La médiane des revenus par UC sur la Métro pour les propriétaires est de 27 090 € et seulement de 17 350 € pour les locataires. On peut alors estimer que le ménage propriétaire moyen a 3000 € par mois de disponible, alors que le locataire moyen seulement 2000 € par mois. Dans le graphique ci-dessous sont représentés les revenus disponibles en 2019 par UC.

Pour avoir une estimation raisonnable des revenus des propriétaires par ménage, il faut multiplier les valeurs qui apparaissent dans le graphique par 1,5.
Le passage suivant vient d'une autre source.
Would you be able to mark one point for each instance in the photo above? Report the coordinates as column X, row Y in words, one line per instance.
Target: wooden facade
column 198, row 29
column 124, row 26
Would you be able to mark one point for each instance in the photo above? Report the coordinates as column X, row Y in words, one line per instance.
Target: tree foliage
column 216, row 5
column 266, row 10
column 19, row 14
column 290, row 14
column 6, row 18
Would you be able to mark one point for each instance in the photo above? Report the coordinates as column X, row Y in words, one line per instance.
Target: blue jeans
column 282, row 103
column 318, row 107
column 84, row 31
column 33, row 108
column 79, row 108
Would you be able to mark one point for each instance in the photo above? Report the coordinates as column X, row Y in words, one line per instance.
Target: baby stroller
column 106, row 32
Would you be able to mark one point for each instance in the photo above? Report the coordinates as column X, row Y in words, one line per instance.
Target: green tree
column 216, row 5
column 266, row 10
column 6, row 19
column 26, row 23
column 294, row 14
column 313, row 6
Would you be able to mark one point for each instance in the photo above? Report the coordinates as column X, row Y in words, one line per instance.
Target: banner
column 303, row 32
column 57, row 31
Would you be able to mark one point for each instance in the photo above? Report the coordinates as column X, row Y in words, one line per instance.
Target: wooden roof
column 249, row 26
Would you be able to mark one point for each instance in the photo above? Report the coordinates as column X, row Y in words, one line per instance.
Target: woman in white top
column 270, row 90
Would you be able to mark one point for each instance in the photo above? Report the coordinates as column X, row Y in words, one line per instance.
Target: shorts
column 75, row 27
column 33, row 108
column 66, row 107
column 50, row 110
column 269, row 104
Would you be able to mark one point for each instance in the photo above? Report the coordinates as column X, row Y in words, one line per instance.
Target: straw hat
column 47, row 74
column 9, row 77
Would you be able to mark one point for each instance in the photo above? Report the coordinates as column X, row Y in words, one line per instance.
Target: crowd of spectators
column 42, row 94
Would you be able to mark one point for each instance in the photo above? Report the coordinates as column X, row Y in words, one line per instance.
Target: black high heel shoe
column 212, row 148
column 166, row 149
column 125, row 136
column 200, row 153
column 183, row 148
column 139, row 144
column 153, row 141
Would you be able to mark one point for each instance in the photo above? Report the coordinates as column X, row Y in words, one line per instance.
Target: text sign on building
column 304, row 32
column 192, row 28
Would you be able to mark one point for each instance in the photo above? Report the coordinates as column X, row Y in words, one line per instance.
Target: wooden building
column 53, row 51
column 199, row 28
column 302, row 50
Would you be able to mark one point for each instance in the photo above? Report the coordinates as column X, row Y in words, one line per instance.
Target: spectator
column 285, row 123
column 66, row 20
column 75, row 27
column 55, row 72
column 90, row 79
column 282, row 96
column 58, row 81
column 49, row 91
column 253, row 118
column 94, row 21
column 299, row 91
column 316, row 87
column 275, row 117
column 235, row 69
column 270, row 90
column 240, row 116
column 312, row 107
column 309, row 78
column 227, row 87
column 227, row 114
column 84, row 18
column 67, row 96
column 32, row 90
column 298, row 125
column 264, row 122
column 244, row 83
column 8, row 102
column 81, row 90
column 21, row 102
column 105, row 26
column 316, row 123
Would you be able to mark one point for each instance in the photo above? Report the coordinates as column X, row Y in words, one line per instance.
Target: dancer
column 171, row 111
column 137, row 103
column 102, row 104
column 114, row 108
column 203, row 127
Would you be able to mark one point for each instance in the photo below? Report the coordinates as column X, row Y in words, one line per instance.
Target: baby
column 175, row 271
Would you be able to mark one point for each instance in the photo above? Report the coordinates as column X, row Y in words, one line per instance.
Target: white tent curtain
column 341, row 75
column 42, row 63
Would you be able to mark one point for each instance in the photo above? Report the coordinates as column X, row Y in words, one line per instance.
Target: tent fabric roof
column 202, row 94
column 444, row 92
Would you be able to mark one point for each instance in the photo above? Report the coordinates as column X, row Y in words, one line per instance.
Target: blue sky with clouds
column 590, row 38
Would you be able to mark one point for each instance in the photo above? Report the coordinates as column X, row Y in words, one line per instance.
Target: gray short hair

Il y a seulement 10 % (1er décile) des ménages propriétaires qui ont moins de 2000 € par mois de revenu disponible (valeurs 2019, soit 24 000 euros par an). Il y a seulement 5% des ménages propriétaires en dessous du seuil de pauvreté 1100 € par mois par UC (soit 1650 € par mois pour 1,5 UC).

En conséquence : une augmentation mesurée du montant de la taxe foncière métropolitaine n’impactera que très faiblement les ménages propriétaires dans l’agglomération, alors qu’ils auront bénéficié d’une forte diminution de la Taxe d’Habitation de la Métro et des communes.

Si l’utilisation de cette légère augmentation est d’intérêt général, à condition d’être réellement utilisée dans l’intérêt général pour mieux préparer l’avenir de la population dans l’agglomération, elle serait alors fondée et la majorité métropolitaine serait bien inspirée de la décider. D’autant plus que les difficultés budgétaires de l’Etat auront pour conséquences dans les futures lois de finances, de « sur-solliciter » les collectivités, comme cela a toujours été fait par le passé (et dernièrement en transférant par exemple à la Métro les charges de prévention des inondations GEMAPI). Redonner des moyens aux politiques publiques de compétence de la Métro pour mieux renforcer les priorités sociales et écologiques, est une orientation politique responsable pour toutes et tous dans la Métro. Cela n’empêche pas que la Métro réoriente sérieusement ses priorités et organise l’efficacité et le contrôle des services publics qu’elle gère en direct et ceux qu’elle délègue encore au privé, et évite des dépenses peu utiles ou des décisions sans analyse des coûts de fonctionnement.